Speech (TTS)
marmot speak. Text in, audio out. TTY-aware so it plays on a terminal and emits bytes when piped.
marmot speak <text> [flags…]Providers: openai, openrouter, vercel, cloudflare. On first run, marmot detects available API keys in the env and auto-configures a default in this order: openrouter → vercel → cloudflare → openai. Override any time with marmot setup, marmot config set, or --provider.
Output
Default behavior is TTY-aware:
| Invocation | Output |
|---|---|
marmot speak '...' (terminal) | Plays through speakers (writes a temp file, plays in foreground, deletes after). |
marmot speak '...' > out.mp3 | Writes raw audio bytes to stdout (auto-binary). |
marmot speak '...' | next | Same — bytes on stdout. |
marmot speak '...' -o hi.mp3 | Writes to hi.mp3, prints the path. |
marmot speak '...' --play | Plays.
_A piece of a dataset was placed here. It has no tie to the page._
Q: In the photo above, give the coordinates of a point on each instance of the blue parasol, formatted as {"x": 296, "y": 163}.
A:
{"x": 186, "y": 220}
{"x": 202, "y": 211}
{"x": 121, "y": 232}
When piped, also emits bytes downstream so the pipeline continues. |
marmot speak '...' --binary | Forces raw bytes regardless. |
marmot speak '...' --b64 | JSON envelope with inline base64. |
marmot speak '...' --json | Writes file, emits full JSON envelope. |
Examples
marmot speak 'Hello from marmot' # plays on TTY
marmot speak 'Hola mundo' --provider cloudflare --model @cf/myshell-ai/melotts
marmot speak 'Welcome' --voice nova -o ./hello.mp3
# Pipe bytes to a player
marmot speak 'Hello' | mpv -
# Play AND continue piping (e.g. round-trip transcribe)
marmot speak 'Hello from marmot' --play | marmot transcribe
# Steerable voice
marmot speak 'Welcome aboard' --model gpt-4o-mini-tts --voice ash \
--instructions 'cheerful, slow, slightly British'Flags
For cross-cutting flags see Common flags. Speak-specific:
| Flag | Description |
|---|---|
--model <id> | Speech model. Defaults to provider's default. |
--voice <name> | Voice id (provider-specific). |
--format <fmt> | Audio format: mp3 (default), wav, flac, aac, opus. |
--speed <n> | Playback speed multiplier (0.25–4.0). OpenAI only. |
--instructions <text> | Steering text for steerable voices (e.g. gpt-4o-mini-tts). |
-o, --output <path> | Output audio path. |
-p, --prompt-file <path> | Read text from a file. |
--play | Play through speakers. Default on a TTY. When piped, also emits bytes downstream. |
--wait | With --play, block until playback finishes. |
--binary | Force raw audio bytes to stdout. |
--b64 | JSON envelope with inline base64. |
--json | JSON envelope on stdout (instead of just the path). |
--binary and --b64 are mutually exclusive. --play can combine with binary/pipe — that's the documented "play AND continue piping" mode.